Ya’ll, I just got back from playing soccer. Did you read that? Soccer! Sure I’ve watched the game before, thanks to my awesome niece Katie, but I had never walked on a field as a player. In retrospect, I guess you can still kinda say that. LOL I didn’t play much, mainly just hung out in the middle.
The big thing here is that I actually did something outside my comfort zone… and I mean EXTREMELY outside my comfort zone. I’m not one that really likes to admit my insecurities. I’m trying to get better at being more transparent/real with people… but it’s hard sometimes. Here’s the thing. My weight really bothers me. And for many different reasons – like I’m mad I ever got to this point. I’m mad that I fail a lot at trying to lose weight – I don’t like failing. I hate that food is my comfort and these bad habits are so hard to break. I hate how twisted my mind is when it comes to my weight and how others see me. I don’t like feeling insecure and I really don’t like admitting that I’m feeling insecure.

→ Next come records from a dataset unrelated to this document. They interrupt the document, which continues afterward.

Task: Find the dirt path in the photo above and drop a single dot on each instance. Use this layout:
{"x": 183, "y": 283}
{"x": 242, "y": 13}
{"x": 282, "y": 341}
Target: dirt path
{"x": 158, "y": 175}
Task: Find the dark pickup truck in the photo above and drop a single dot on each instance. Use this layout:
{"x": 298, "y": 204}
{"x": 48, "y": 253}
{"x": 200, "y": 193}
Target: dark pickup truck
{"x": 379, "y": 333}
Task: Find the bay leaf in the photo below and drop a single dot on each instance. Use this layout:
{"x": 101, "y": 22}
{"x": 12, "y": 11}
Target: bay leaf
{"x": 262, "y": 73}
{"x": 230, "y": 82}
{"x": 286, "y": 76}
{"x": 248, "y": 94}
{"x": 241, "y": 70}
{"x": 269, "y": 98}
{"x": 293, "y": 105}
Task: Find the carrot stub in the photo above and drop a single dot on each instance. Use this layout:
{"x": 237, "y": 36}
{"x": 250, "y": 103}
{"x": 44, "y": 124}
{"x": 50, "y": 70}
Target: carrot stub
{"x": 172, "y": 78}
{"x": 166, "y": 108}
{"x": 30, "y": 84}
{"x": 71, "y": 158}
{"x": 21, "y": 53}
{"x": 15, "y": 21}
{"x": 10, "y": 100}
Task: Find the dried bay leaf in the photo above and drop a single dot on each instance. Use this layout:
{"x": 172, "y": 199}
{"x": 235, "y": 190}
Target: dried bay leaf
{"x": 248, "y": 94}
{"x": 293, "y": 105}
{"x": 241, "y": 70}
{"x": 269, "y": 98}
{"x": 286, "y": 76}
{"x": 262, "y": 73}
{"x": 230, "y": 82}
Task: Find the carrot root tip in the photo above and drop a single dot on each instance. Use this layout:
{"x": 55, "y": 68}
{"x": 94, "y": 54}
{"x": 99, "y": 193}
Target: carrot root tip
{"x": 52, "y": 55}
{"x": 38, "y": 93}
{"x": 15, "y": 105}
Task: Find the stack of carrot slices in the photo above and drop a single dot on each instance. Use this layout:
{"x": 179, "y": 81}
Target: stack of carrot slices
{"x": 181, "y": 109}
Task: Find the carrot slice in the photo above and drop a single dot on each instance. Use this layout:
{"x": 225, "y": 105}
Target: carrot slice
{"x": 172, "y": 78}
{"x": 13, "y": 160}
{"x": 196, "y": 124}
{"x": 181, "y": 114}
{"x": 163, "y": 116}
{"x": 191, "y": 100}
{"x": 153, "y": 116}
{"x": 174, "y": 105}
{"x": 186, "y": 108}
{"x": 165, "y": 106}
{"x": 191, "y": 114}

So when it was suggested that I play with some work friends tonight, I laughed and tried to joke it off. But instead of ignoring it and letting it slide, two of those people were encouraging. So I thought about it. And when I say thought about it, I mean I started texting my sister and having a heart to heart with her. I laid it all on the line. I admitted my insecurities and my twisted thoughts and my sister – in her wise words “I’m going to tell you what you’d tell me”… and she did. Those words and the encouragement of coworkers, that’s how I did that today. I wanted to cop out so bad… but I didn’t. And I’m glad I didn’t.
My food choices weren’t great (yeah, I made banana nut bread last night), but I’m so very proud of me today.